Pos_weight in binary cross entropy calculation

WuSht · August 1, 2021, 9:14pm

When we deal with imbalanced training data (there are more negative samples and less positive samples), usually pos_weight parameter will be used.
The expectation of pos_weight is that the model will get higher loss when the positive sample gets the wrong label than the negative sample.
When I use the binary_cross_entropy_with_logits function, I found:

import torch
import torch.nn.functional as F

pos_weight = torch.FloatTensor([5])

preds_pos_wrong =  torch.FloatTensor([0.5, 1.5])
label_pos = torch.FloatTensor([1, 0])
loss_pos_wrong = F.binary_cross_entropy_with_logits(preds_pos_wrong, label_pos, pos_weight=pos_weight)

'''
loss_pos_wrong = tensor(2.0359)
'''

preds_neg_wrong =  torch.FloatTensor([1.5, 0.5])
label_neg = torch.FloatTensor([0, 1])
loss_neg_wrong = F.binary_cross_entropy_with_logits(preds_neg_wrong, label_neg, pos_weight=pos_weight)

'''
loss_neg_wrong = tensor(2.0359)
'''

The losses derived from wrong positive samples and negative samples are the same, so how does pos_weight work in the imbalanced data loss calculation?

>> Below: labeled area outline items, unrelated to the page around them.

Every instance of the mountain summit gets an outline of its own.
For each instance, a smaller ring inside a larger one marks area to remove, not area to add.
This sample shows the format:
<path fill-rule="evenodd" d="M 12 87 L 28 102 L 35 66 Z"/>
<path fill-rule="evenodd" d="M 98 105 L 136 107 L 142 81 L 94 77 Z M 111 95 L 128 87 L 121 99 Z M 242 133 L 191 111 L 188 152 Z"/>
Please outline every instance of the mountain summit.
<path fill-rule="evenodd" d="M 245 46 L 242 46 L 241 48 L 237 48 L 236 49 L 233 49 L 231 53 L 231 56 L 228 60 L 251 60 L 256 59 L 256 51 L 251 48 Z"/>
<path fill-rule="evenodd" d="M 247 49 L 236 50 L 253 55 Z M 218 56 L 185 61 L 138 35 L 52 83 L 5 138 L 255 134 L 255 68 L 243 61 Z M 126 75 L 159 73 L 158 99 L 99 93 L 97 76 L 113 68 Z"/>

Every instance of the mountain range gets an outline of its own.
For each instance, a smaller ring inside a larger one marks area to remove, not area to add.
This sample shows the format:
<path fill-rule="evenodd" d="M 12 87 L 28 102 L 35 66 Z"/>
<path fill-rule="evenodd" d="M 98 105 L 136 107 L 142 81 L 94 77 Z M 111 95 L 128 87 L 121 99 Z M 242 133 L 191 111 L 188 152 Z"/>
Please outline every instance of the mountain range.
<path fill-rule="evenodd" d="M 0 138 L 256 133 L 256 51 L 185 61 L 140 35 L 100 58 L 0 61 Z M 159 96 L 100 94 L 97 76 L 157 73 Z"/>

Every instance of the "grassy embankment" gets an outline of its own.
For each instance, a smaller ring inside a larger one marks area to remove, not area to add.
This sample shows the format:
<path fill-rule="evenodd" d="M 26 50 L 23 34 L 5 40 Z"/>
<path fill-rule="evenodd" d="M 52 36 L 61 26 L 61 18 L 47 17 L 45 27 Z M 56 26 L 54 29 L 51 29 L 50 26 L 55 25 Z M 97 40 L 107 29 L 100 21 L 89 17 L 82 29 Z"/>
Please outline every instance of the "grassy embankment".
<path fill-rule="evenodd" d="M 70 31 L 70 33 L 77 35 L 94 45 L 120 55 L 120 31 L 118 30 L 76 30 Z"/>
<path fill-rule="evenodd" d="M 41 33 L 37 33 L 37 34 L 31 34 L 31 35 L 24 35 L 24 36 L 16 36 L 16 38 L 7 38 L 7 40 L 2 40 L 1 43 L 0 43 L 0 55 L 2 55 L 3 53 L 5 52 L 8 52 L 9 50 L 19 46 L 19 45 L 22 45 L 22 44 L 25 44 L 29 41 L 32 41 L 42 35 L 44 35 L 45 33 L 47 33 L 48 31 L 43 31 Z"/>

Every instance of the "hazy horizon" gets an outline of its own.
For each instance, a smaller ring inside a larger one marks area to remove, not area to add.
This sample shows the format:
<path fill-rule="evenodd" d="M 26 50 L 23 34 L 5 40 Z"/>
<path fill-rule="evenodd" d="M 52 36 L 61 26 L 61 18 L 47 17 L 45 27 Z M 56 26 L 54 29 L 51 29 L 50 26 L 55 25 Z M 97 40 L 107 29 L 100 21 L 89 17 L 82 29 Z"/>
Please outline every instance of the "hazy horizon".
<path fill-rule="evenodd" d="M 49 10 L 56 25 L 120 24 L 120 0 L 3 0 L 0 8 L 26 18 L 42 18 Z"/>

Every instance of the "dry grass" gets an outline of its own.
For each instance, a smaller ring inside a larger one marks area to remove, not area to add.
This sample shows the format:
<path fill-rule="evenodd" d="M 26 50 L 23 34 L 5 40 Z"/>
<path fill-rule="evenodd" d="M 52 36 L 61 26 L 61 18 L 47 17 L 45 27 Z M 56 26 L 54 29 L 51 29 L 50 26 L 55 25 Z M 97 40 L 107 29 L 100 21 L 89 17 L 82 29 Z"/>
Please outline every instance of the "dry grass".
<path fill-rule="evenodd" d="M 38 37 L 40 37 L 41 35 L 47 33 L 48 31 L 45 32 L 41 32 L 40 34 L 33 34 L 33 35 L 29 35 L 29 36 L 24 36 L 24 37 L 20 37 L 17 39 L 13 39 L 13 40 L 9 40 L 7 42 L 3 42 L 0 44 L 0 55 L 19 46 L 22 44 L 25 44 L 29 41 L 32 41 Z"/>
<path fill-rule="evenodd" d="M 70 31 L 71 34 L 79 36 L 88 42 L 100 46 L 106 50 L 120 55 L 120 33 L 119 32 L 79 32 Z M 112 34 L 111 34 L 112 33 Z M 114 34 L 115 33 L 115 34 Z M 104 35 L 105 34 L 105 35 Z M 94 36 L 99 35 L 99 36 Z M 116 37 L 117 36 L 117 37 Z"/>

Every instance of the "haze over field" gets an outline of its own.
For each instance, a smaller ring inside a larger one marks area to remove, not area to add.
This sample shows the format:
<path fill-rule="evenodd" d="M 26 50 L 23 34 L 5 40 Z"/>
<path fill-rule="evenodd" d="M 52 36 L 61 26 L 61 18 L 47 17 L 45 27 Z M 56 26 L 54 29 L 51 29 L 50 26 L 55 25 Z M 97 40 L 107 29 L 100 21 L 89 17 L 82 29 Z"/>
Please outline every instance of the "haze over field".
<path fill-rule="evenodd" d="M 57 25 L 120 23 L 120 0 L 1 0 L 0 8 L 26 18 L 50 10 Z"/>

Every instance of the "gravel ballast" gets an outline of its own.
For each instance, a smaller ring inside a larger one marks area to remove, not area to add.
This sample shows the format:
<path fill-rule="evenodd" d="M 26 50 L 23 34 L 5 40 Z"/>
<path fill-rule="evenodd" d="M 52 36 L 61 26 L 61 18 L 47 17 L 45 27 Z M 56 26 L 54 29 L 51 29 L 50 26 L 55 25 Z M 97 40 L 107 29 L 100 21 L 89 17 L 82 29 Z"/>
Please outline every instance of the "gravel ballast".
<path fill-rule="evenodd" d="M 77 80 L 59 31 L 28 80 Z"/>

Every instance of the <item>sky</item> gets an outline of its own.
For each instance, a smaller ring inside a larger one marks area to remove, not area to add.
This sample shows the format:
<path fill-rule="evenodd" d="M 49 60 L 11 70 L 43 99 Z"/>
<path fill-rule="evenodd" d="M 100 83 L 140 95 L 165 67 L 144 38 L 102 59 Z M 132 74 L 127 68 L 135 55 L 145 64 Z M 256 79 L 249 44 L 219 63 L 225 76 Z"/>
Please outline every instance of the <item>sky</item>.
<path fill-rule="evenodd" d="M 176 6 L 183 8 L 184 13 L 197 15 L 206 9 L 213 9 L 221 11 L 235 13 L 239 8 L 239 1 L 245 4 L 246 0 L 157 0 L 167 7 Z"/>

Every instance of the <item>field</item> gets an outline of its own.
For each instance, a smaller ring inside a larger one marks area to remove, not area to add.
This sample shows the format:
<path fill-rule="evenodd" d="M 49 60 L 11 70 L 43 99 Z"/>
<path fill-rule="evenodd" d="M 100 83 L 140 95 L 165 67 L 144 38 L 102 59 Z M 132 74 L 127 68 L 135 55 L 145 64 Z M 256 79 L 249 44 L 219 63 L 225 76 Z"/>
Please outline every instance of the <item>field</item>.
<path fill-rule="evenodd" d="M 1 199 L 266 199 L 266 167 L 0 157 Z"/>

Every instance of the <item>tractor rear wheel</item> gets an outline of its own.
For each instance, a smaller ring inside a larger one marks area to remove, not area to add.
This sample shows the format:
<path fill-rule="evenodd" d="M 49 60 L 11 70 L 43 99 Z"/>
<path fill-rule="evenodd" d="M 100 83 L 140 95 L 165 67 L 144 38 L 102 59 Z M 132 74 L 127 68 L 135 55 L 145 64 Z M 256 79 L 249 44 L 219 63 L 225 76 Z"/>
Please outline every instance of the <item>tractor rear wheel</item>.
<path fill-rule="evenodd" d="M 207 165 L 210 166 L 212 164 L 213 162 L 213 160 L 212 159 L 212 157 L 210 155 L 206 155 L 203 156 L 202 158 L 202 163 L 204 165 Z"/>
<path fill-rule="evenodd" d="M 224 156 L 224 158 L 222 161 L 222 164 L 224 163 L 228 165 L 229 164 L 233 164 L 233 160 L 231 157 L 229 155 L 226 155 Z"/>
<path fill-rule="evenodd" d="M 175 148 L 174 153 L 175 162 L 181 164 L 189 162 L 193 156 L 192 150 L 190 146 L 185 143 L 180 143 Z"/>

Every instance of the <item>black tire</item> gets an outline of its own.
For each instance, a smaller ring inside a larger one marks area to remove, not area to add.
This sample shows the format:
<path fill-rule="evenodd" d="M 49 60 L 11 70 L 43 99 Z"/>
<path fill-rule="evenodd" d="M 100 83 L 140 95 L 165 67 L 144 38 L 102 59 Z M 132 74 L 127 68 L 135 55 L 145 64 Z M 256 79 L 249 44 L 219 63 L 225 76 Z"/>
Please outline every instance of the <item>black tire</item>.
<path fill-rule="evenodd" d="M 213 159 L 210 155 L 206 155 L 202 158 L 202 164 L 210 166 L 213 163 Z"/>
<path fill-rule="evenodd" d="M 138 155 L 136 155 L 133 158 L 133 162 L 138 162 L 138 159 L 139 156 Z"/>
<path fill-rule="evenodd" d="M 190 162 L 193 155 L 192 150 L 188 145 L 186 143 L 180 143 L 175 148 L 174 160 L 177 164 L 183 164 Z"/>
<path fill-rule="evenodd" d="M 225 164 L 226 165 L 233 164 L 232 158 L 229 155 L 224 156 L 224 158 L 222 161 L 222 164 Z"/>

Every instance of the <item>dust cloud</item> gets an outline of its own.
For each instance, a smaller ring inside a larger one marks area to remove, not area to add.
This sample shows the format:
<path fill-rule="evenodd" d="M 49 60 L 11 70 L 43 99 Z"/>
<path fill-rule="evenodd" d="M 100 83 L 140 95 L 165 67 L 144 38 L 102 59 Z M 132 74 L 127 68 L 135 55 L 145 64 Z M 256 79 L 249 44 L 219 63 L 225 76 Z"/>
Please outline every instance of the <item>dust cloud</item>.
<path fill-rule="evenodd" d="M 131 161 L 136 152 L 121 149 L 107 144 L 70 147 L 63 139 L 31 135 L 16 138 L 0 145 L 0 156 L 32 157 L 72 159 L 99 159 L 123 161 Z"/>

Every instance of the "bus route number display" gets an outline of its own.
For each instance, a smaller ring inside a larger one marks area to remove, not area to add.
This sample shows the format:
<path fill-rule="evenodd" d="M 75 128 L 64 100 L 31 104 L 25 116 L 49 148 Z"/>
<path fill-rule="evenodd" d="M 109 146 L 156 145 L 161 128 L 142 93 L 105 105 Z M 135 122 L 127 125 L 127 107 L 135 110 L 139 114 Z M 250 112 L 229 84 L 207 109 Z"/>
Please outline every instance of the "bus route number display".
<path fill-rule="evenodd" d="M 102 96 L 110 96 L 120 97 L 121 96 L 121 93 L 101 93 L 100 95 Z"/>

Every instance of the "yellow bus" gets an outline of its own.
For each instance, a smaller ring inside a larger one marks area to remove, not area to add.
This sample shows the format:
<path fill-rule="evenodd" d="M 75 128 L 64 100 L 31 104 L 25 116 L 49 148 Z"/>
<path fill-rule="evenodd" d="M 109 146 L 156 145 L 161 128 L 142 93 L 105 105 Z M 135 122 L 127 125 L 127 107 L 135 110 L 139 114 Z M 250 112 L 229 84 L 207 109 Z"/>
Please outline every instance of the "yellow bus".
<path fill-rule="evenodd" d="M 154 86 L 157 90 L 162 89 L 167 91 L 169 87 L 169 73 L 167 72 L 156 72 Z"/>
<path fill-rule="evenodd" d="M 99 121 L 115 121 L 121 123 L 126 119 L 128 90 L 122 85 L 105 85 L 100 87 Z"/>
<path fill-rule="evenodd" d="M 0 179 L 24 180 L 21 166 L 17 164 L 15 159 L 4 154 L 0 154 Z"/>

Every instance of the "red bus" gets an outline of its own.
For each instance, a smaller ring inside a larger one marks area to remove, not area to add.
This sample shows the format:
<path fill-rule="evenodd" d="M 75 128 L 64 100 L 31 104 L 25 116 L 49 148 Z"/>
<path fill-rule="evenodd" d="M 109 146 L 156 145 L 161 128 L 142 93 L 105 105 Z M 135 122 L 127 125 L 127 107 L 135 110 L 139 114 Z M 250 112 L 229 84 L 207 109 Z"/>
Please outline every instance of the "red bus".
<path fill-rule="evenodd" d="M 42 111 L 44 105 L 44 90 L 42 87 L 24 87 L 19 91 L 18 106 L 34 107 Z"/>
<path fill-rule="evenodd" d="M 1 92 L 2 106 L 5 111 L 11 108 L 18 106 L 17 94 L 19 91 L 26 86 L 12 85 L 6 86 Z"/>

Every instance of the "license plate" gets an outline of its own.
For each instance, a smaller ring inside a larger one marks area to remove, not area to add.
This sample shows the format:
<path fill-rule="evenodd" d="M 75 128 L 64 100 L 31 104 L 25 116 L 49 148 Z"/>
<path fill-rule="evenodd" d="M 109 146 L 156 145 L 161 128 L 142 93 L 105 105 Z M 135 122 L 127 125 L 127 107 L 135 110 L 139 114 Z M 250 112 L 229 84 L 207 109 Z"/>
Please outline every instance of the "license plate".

ptrblck · August 2, 2021, 1:44am

I don’t quite understand the example as both losses calculate the same (you just swapped the order or the logits and targets), so did you intend to change the logit of the negative class in the second example?

WuSht · August 2, 2021, 7:43am

Thank you for replying. I just want to set positive label as (1,0) and negative label as (0,1).
If I have 1 positive sample and 10 negative samples, how can I use pos_weight to make the loss derived from positive sample 10 times greater than negative ones?
In the example, preds_pos_wrong and label_pos are the logits for just one case.
For (0.5, 1.5) in preds_pos_wrong, 1.5 is the score for the positive class and 0.5 is the score for the negative class, and its label are (1, 0), which means the possibility of positive class are 1 and the possibility of negative class are 0.
Have I got that right for the usage of preds_pos_wrong or I’m wrong?

WuSht · August 2, 2021, 7:58am

I found the solution! The mistake I made is that I use two element to indicate the binary label in pytorch,
the correct format for positive label is 1 and negative label is 0, but I wrote (1,0) and (0,1)

tom · August 2, 2021, 8:01am

Glad you solved it!

If you allow me a comment:

I think balancing the data by oversampling the minority class / undersampling the majority class is even more common and - at least in my experience - can be more effective.

Best regards

Thomas

WuSht · August 2, 2021, 8:17am

Thank you for your suggestion. It sounds great!
I’m modifying my model and I’ll try the sampling method in it.

Sincerely,
Wu Shiauthie